Kirkus Reviews QR Code
THE GREAT GLORIOUS GODDAMN OF IT ALL by Josh Ritter

THE GREAT GLORIOUS GODDAMN OF IT ALL

by Josh Ritter

Pub Date: Sept. 7th, 2021
ISBN: 978-1-335-52253-5
Publisher: Hanover Square Press

Irascible Weldon Applegate, 99 years old "but still I was in my prime," relives his tumultuous days as an orphan among hard-bitten lumberjacks in this free-wheeling folktale by singer/songwriter Ritter.

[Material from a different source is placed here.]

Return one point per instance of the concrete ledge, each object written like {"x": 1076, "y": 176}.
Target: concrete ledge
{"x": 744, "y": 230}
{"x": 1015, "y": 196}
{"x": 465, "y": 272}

The novel is set in the Idaho town of Cordelia, where Weldon's widowed father, part of a famous family of "jacks," came to run a general store and raise his son. Ignoring the Witch, a Finnish fortuneteller who says he'll die if he returns to jacking, he meets his maker in the form of "two hundred feet of white pine in [his] face." Inheriting the Lost Lot, a treacherous stretch of forest that Weldon's grandfather won in a card game, the 13-year-old boy becomes a thorn in the side of 7-foot terror Linden Laughlin, who wants it for himself. Though Laughlin is known as "the best jack that had ever lived," his co-workers have a way of dying in suspicious accidents. Will young Weldon be next? Spanning Prohibition, the Great Depression, World War II, and the dreaded modern world of flat-screen TVs, Ritter's follow-up to Bright's Passage (2011) is a scenic, phrase-spinning account that delights in detailing the perilous life of a lumberjack—the difficulty, for example, of getting gigantic trees to fall right and the daunting odds against transporting these "monster logs" to the river bank via a rickety chute. Even accepting the exaggerated reality of a yarn like this, it's not always easy to believe a 13-year-old could do and say the things Weldon does. And a framing story involving a calculating frenemy of the aged protagonist bogs down. But like the song without an ending that one character after another can't get out of their head, the novel has its own infectious quality.

In the broad shadow of Johnny Appleseed, this lumberjack's adventures captivate.